Go Ye
W e b m i n i s t e r . c o m ©
webminister@webminister.com
Preach
St. Paul the Traveller and the Roman Citizen
[HOME]

St. Paul the Traveller and the Roman Citizen ©

CHAPTER 12 -- 2.

THE CHURCH IN ASIA
APOLLOS, PRISCILLA AND AQUILA

[267] 2. APOLLOS, PRISCILLA AND AQUILA. During the time that Paul was absent from Ephesus, there came thither an Alexandrian Jew named Apollos, a good speaker, and well read in the Scriptures. He had learned in Alexandria the doctrine of John the Baptist and his prophecy of the immediate coming of Christ; and this he preached in Ephesus with great fervour and detailed proof from Scripture. Priscilla and Aquila, having heard his preaching, instructed him with regard to the fulfilment of John's prophecy. Afterwards he conceived the intention of crossing over to Achaia; and the Brethren gave him letters of recommendation to the disciples in Corinth. When he settled there he became an effective preacher, and a powerful opponent of the Jews, showing how in Jesus the prophecies with regard to the Anointed One were fulfilled.

This episode is obviously introduced, not so much for its own intrinsic importance, as for the sake of rendering the opening of Paul's first letter to the Corinthians clear and intelligible. A contrast is drawn there between the more elaborate and eloquent style of Apollos and the simple Gospel of Paul; and it is implied that some of the Corinthian Brethren preferred the style and Gospel of Apollos. The particulars stated here about Apollos have clearly been selected to throw light on the circumstances alluded to, but not explained in the letter.

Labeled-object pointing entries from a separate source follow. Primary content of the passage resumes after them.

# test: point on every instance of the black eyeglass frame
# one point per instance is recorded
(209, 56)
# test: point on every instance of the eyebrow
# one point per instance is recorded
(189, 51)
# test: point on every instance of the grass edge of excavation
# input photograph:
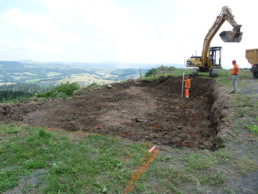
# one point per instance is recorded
(68, 162)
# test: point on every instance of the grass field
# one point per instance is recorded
(36, 160)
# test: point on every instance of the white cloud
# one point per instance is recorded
(45, 48)
(44, 25)
(6, 43)
(101, 30)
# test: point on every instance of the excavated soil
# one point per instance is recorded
(137, 110)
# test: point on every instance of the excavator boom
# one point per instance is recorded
(230, 36)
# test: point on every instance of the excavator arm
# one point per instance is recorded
(227, 36)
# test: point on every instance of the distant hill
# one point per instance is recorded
(52, 73)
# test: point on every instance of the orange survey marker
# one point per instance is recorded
(137, 173)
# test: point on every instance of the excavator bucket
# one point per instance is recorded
(230, 36)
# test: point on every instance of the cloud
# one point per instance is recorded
(43, 25)
(6, 43)
(45, 48)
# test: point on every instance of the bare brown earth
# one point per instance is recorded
(137, 110)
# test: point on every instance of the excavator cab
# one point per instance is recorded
(231, 36)
(215, 57)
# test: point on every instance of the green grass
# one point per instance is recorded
(73, 163)
(89, 164)
(253, 128)
(32, 80)
(61, 91)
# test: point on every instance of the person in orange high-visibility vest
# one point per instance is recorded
(187, 86)
(235, 73)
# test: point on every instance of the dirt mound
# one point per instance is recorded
(138, 110)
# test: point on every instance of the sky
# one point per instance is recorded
(126, 31)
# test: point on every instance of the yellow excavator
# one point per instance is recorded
(210, 61)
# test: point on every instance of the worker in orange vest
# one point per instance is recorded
(235, 73)
(187, 86)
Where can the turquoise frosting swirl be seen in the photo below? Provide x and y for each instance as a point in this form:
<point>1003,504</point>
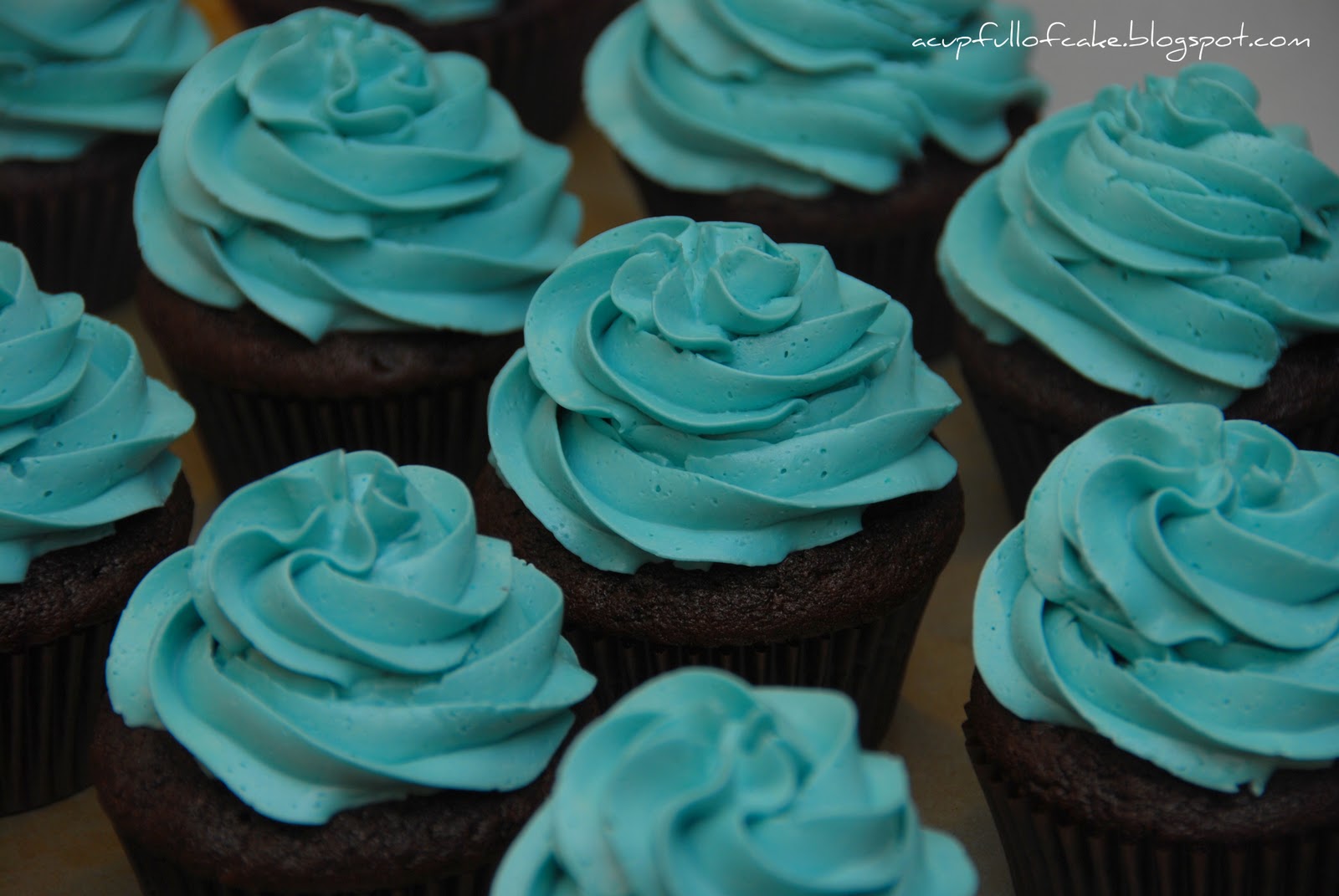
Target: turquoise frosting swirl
<point>71,73</point>
<point>698,392</point>
<point>336,176</point>
<point>84,433</point>
<point>339,635</point>
<point>698,784</point>
<point>1175,586</point>
<point>1160,241</point>
<point>801,95</point>
<point>439,11</point>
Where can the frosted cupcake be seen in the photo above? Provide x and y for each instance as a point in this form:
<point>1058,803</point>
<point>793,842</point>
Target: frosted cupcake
<point>90,499</point>
<point>1156,709</point>
<point>820,122</point>
<point>341,688</point>
<point>1158,244</point>
<point>698,784</point>
<point>345,259</point>
<point>721,448</point>
<point>533,49</point>
<point>82,95</point>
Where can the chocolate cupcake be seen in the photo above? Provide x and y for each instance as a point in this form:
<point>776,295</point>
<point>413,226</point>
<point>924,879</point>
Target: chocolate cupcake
<point>341,688</point>
<point>82,97</point>
<point>828,124</point>
<point>345,259</point>
<point>90,499</point>
<point>1158,244</point>
<point>720,448</point>
<point>533,49</point>
<point>698,784</point>
<point>1156,641</point>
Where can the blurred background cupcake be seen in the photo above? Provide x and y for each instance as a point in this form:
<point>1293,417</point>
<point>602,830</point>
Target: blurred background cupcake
<point>721,448</point>
<point>339,689</point>
<point>1157,710</point>
<point>820,122</point>
<point>700,784</point>
<point>533,49</point>
<point>1158,244</point>
<point>82,94</point>
<point>345,233</point>
<point>90,499</point>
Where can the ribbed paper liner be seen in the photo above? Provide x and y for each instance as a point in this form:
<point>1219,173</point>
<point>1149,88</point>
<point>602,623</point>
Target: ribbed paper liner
<point>160,876</point>
<point>867,662</point>
<point>75,225</point>
<point>51,694</point>
<point>251,434</point>
<point>1053,856</point>
<point>535,49</point>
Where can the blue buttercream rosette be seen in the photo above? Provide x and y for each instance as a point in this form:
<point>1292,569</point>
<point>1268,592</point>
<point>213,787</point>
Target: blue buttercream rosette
<point>341,635</point>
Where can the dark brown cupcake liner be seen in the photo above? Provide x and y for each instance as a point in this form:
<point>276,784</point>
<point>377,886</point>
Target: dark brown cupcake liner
<point>51,694</point>
<point>185,833</point>
<point>535,49</point>
<point>55,628</point>
<point>867,662</point>
<point>73,220</point>
<point>1031,406</point>
<point>251,434</point>
<point>161,876</point>
<point>1050,855</point>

In the Bezan Text the account of Apollos appears in a different form, which has all the marks of truth, and yet is clearly not original, but a text remodelled according to a good tradition. The name is given in the fuller form Apollonius; but Paul uses the diminutive Apollos; and Luke, to make his explanation clearer [268] would naturally use the same form. Moreover, Luke regularly uses the language of conversation, in which the diminutive forms were usual; and so he speaks of Priscilla, Sopatros and Silas always, though Paul speaks of Prisca, Sosipatros and Silvanus. On that principle we must prefer the form Apollos.

Again, the text of almost all MSS. mentions Priscilla first; but the Bezan Text alters the order, putting Aquila first. Elsewhere also the Bezan Reviser shows his dislike to the prominence assigned to women in Acts . In XVII 12 he changes "not a few of the honourable Greek women and of men"into "of the Greeks and the honourable many men and women". In XVII 34 he cuts out Damaris altogether. In XVII 4 he changes the "leading women"into "wives of the leading men"These changes show a definite and uniform purpose, and therefore spring from a deliberate Revision of the original Received Text.

The unusual order, the wife before the husband (so XVIII 18), must be accepted as original; for there is always a tendency among scribes to change the unusual into the usual. Paul twice (II Tim. IV 19, Rom. XVI 3) mentions Prisca before Aquila; that order was, therefore, a conversational custom, familiar in the company among whom they moved; though it must have seemed odd to strangers in later generations.

Probably Prisca was of higher rank than her husband, for her name is that of a good old Roman family. Now, in XVIII 2 the very harsh and strange arrangement of the sentence must strike every reader. But clearly the intention is to force on the reader's mind the fact that Aquila was a Jew, while Priscilla was not; and it is characteristic of Luke to suggest [267] by subtle arrangement of words a distinction which would need space to explain formally (pp. 85, 204). Aquila was probably a freedman. The name does indeed occur as cognomen in some Roman families; but it was also a slave name, for a freedman of Męcenas was called (C. Cilnius) Aquila. There is probably much to discover with regard to this interesting pair, but in this place we cannot dwell on the subject.

The order in which the different threads of the narrative here succeed one another exactly recalls the method of XI 27-XII 25. There vv. 27 - 30 narrate the events in Antioch, and bring Barnabas and Saul to the gates of Jerusalem; next, the events in Jerusalem are brought up to date; and then the action of the envoys in Jerusalem is described. So here Paul's journey is narrated, and he is brought to the frontier of Asia; next, the events in Ephesus are brought up to date; and then Paul's entrance into Asia and his action at Ephesus are described.